As described above, according to the present invention, it is easy to set up the resin coating die, and once it is set, there is no need to touch it with your hands, thereby preventing the accident of cutting the optical fiber due to careless horizontal movement. can be prevented and the yield can be significantly improved. Furthermore, leakage of the coating agent is guided by the diffusion surface and directed outward with respect to the optical fiber, so that a uniform resin coating can be formed since there is no risk of the coating agent adhering to the optical fiber.

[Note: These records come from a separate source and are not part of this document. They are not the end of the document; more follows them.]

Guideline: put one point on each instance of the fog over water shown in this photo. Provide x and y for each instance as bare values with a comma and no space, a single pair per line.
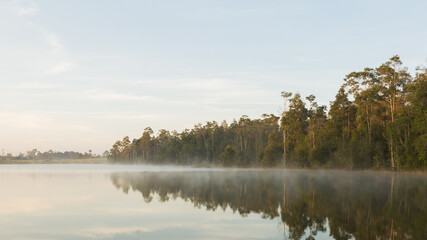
153,202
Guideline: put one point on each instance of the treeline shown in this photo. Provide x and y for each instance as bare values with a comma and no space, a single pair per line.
50,155
377,120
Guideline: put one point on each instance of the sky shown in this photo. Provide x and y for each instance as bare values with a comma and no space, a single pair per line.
78,75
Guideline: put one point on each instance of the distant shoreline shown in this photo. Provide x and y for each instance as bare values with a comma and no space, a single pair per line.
57,161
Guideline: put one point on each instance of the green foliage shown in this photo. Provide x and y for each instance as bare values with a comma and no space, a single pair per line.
228,156
377,120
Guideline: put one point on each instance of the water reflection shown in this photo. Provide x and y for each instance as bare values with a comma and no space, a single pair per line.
348,205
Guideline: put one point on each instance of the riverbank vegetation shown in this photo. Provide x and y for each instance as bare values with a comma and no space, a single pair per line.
378,119
35,156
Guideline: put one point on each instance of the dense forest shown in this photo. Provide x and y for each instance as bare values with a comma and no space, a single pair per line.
377,120
49,155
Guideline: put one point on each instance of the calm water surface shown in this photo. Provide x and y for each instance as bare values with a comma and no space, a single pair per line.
142,202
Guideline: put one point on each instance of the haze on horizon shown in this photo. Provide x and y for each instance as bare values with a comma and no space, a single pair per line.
79,75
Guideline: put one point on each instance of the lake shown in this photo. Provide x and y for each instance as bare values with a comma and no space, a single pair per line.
101,201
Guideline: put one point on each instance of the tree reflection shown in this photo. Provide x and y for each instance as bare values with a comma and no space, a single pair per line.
351,205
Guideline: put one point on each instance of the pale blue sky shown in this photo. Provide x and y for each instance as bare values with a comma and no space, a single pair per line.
77,75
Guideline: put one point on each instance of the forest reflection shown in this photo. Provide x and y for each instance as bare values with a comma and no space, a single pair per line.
351,205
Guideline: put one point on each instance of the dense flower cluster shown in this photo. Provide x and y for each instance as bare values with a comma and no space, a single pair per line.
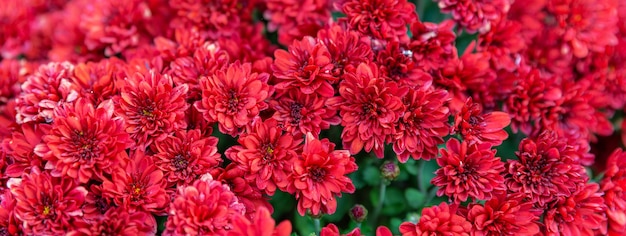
176,117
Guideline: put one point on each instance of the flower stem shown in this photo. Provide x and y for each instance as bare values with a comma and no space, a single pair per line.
379,206
318,226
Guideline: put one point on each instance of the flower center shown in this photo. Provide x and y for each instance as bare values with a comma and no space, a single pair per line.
317,174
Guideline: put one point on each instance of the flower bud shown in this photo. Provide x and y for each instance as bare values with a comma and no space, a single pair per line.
358,213
389,170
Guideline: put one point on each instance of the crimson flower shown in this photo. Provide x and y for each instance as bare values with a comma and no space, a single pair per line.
233,97
299,113
423,125
582,213
266,154
613,185
381,19
186,156
468,170
151,107
85,142
204,207
138,187
47,205
369,106
438,220
306,66
474,126
261,224
320,175
545,169
503,215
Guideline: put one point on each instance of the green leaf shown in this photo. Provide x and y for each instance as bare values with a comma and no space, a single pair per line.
414,197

[Brief explanation of drawings]

FIG. 1 is an explanatory diagram showing an example of a method for manufacturing an optical fiber, FIG. 2 is a perspective view of a die body which is a main part of the present invention, and FIG. 3 is a cross-sectional view showing the overall configuration of an embodiment of the present invention. 4 is a sectional view showing a state in which a resin coating is formed on an optical fiber using a conventional resin coating die, and FIG. 5 is a sectional view showing a state in which a resin coating is formed on an optical fiber using the above-mentioned die of the present invention. FIG. 11...Dice body, 12, 14...Right cylindrical part, 13...Tapered part, 15...Inner cavity, 16...
Dice hole, 17... Through hole, 18... Diffusion surface, 19
... Dice holder, 20 ... Container part, 21 ... Bottom plate, 22 ... Dice body holding hole, 23 ... Coating agent, 24 ... Optical fiber, 25 ... Resin coating.

Claims (1)

[Claims] 1. The outer shape consists of a large-diameter right cylindrical part that is divided into two in a plane including the axis, a tapered part that continues to the lower end of this right cylinder and whose diameter decreases downward, and a small-diameter right cylindrical part that continues to the lower end of this taper. The inner lumen has a tapered surface that opens at the upper surface of the large-diameter right cylindrical part and whose diameter decreases downward, and a die hole that communicates with the lower end of the inner lumen, and the inner lumen is located near the upper end of the tapered part. A die body is provided with a plurality of horizontal and radial through holes communicating with the die body, and a hollow cylindrical shape with an open top end is provided at the center of the bottom plate and has a taper that matches the tapered surface of the die body. A die device for resin coating, comprising: a die holder having a die body holding hole into which a portion below the plurality of through holes is fitted.